WRC Tour de Corse 2019: le dichiarazioni del team Citroën prima della gara

"Affrontiamo il Tour con buone prospettive"

Pierre Budar, Direttore di Citroën Racing: “La prova francese del WRC è ovviamente un evento unico per noi, e davanti al nostro pubblico vogliamo salire sul podio per la quarta volta consecutiva in altrettante gare. Sappiamo quanto questo terreno possa essere spietato, considerando che il percorso è incentrato sulla resistenza, e che in questo periodo dell’anno il meteo può fare la differenza. In ogni caso, Sébastien ed Esapekka hanno già dimostrato la loro innegabile velocità su questo tipo di strade, così come la C3 WRC, e la preparazione effettuata in loco la settimana scorsa ci permette di affrontare il Tour con buone prospettive”.

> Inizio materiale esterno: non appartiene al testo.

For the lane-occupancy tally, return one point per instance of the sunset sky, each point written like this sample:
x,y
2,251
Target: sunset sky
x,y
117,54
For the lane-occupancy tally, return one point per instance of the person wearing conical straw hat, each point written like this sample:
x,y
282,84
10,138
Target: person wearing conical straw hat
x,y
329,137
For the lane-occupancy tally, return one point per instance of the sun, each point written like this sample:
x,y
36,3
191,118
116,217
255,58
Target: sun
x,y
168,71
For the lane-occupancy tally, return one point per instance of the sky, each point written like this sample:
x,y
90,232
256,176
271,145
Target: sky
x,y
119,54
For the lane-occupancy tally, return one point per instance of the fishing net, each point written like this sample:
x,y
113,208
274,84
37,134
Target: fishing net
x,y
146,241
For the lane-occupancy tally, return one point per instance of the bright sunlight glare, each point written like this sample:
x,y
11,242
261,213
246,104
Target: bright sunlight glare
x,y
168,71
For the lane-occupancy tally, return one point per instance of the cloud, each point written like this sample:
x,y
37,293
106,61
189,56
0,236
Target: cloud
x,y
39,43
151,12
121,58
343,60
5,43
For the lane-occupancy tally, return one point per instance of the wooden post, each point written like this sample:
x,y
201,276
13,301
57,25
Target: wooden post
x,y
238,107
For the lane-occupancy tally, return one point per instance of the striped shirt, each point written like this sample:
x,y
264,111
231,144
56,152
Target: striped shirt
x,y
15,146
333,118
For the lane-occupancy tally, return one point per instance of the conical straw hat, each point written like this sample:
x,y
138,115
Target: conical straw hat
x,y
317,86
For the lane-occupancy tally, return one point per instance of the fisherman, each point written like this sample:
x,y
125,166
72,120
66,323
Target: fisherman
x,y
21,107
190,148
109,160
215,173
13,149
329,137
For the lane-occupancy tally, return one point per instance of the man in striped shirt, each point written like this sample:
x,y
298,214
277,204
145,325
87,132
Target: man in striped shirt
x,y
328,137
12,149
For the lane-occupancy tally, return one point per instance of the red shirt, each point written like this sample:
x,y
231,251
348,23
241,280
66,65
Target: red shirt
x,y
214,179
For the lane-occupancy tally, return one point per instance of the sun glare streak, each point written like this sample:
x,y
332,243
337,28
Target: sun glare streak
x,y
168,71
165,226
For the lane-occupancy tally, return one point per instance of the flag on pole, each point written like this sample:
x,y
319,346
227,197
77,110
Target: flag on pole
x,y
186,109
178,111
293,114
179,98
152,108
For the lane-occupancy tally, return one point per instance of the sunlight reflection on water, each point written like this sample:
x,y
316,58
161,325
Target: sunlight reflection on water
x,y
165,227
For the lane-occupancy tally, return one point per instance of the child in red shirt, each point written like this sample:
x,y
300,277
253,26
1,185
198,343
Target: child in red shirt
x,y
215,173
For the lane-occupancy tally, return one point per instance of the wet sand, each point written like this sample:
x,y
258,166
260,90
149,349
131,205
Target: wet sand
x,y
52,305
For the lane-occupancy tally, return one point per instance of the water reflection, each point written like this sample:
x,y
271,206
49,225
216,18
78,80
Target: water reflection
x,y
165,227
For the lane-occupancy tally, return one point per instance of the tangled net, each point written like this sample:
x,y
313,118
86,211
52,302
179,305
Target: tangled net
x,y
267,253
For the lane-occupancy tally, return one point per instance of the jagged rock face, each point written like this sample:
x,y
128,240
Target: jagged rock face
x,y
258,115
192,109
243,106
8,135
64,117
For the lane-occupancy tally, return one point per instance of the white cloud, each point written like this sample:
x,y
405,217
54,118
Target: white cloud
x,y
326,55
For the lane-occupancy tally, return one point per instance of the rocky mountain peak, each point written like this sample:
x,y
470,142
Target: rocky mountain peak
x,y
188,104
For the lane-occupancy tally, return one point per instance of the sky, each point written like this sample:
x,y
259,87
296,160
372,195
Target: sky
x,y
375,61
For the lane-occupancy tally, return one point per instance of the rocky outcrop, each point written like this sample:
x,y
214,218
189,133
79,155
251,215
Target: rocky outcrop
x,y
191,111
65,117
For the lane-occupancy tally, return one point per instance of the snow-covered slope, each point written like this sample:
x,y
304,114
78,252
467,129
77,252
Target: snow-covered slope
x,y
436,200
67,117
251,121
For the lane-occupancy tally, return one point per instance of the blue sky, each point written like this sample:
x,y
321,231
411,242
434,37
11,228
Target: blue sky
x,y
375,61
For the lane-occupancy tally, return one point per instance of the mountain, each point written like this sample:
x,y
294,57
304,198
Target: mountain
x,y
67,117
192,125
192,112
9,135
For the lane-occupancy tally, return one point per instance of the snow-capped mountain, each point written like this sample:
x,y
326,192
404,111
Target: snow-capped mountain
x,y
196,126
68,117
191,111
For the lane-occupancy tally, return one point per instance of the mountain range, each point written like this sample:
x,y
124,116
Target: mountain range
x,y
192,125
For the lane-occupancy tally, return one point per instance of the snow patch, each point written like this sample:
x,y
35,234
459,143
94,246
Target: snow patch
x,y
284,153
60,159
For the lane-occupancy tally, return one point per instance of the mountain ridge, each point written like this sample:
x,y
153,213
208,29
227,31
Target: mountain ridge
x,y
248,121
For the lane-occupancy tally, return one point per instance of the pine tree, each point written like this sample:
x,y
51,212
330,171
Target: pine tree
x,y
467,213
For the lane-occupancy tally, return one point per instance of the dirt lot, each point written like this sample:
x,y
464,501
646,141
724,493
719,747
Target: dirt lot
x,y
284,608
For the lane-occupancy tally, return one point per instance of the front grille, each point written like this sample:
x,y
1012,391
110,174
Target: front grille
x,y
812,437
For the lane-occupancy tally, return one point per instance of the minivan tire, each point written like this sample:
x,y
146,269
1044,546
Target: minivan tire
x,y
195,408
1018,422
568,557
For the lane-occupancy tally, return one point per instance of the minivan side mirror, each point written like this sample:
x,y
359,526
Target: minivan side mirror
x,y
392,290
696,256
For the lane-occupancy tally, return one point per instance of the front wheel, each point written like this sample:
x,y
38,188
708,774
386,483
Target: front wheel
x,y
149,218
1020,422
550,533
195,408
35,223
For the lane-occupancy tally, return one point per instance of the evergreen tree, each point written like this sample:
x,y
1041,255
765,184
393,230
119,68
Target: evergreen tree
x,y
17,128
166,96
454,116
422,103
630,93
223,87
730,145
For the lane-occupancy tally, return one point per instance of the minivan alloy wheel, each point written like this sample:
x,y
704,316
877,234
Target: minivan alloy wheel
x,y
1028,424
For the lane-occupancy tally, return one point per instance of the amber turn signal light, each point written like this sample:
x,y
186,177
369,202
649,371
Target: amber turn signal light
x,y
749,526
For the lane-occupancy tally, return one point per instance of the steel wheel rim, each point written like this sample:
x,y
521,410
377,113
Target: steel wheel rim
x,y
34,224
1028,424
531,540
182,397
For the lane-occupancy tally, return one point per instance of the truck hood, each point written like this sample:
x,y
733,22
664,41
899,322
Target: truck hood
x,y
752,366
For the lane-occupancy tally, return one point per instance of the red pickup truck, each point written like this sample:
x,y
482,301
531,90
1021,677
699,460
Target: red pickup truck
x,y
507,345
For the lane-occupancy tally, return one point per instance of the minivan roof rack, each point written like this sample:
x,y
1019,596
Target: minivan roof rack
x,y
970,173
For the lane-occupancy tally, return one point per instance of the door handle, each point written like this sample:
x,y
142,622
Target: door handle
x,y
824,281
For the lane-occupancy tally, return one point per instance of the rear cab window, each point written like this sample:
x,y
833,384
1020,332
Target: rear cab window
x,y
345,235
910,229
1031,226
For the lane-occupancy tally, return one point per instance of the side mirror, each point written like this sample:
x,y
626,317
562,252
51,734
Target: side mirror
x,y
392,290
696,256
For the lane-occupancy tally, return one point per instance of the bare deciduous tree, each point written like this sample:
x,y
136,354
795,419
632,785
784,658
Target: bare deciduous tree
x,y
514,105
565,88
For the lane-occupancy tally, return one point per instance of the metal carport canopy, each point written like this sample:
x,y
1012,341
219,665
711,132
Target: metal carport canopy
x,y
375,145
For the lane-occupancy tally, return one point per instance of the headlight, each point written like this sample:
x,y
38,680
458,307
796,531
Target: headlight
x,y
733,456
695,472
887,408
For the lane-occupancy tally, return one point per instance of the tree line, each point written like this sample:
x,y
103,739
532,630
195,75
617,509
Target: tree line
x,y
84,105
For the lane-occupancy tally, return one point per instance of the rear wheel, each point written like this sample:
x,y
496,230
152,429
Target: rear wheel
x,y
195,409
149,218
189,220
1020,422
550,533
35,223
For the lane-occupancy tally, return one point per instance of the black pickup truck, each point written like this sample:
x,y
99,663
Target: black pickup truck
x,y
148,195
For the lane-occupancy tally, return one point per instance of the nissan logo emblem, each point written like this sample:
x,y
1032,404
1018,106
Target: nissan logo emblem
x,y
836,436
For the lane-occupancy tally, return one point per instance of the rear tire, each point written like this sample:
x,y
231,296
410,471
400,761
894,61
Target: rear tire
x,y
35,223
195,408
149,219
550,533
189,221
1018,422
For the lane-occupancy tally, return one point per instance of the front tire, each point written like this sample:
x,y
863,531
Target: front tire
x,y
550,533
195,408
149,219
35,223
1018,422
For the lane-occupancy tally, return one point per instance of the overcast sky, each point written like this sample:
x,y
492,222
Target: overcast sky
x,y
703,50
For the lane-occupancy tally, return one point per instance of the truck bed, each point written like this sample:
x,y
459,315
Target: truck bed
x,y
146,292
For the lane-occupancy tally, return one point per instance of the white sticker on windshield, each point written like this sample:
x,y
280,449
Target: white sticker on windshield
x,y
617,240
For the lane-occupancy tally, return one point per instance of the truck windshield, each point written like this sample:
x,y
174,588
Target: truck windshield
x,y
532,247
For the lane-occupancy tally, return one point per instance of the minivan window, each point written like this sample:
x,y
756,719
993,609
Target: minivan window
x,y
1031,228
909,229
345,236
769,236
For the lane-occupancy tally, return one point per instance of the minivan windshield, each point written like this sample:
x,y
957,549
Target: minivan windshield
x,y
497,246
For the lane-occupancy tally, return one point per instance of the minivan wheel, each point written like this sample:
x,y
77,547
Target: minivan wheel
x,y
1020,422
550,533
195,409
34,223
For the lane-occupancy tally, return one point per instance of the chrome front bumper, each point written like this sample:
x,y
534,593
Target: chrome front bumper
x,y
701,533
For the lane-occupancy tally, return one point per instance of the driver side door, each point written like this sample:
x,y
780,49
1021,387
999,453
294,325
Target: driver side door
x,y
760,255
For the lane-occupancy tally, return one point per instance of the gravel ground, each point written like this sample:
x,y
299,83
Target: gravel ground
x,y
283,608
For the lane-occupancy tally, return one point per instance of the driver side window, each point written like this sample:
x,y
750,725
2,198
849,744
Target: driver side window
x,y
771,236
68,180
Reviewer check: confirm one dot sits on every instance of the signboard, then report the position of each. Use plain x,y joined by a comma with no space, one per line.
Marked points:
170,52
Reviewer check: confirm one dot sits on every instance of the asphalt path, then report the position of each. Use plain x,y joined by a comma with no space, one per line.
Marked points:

Sébastien Ogier, Pilota del Citroën Total WRT: “Anche quest’anno il percorso è stato modificato, come era già successo nelle mie precedenti partecipazioni: spesso qui ho dovuto confrontarmi con nuove speciali, ma questa cosa non mi dispiace. Questo aggiunge un po’ di stress e di adrenalina alla gara, e rende tutto più incerto. Quando il percorso è nuovo per tutti, la differenza ovviamente la fa chi ha eseguito un ottimo lavoro durante le ricognizioni, e parte subito veloce affidandosi alle note. Conosciamo le caratteristiche di C3 WRC su asfalto, e le nostre sessioni di preparazione sono state molto produttive, con buone sensazioni al volante, quindi affronto la nostra gara di casa del WRC con l’obiettivo di andare bene e continuare sulla nostra scia”.
Numero di partecipazioni alla prova: 5
Numero di vittorie: 2 (2016 e 2018)

Esapekka Lappi, Pilota del Citroën Total WRT: “Mi è sempre piaciuto questo rally, e non vedo l’ora di essere alla partenza. Mi piace guidare sull’asfalto puro come qui o in Catalogna. Sarà fondamentale prendere subito le note corrette, perché secondo me hanno un’importanza ancora maggiore sull’asfalto rispetto alla terra, per identificare la traiettoria ideale e sapere quale velocità tenere nelle curve. Con il tracciato modificato si partirà tutti nelle stesse condizioni e, anche se non sarà facile, è un’opportunità per noi che generalmente abbiamo una minore conoscenza del terreno nelle altre gare. In ogni caso, i nostri test mi hanno messo a mio agio e spero di dimostrarmi competitivo almeno quanto l’anno scorso”.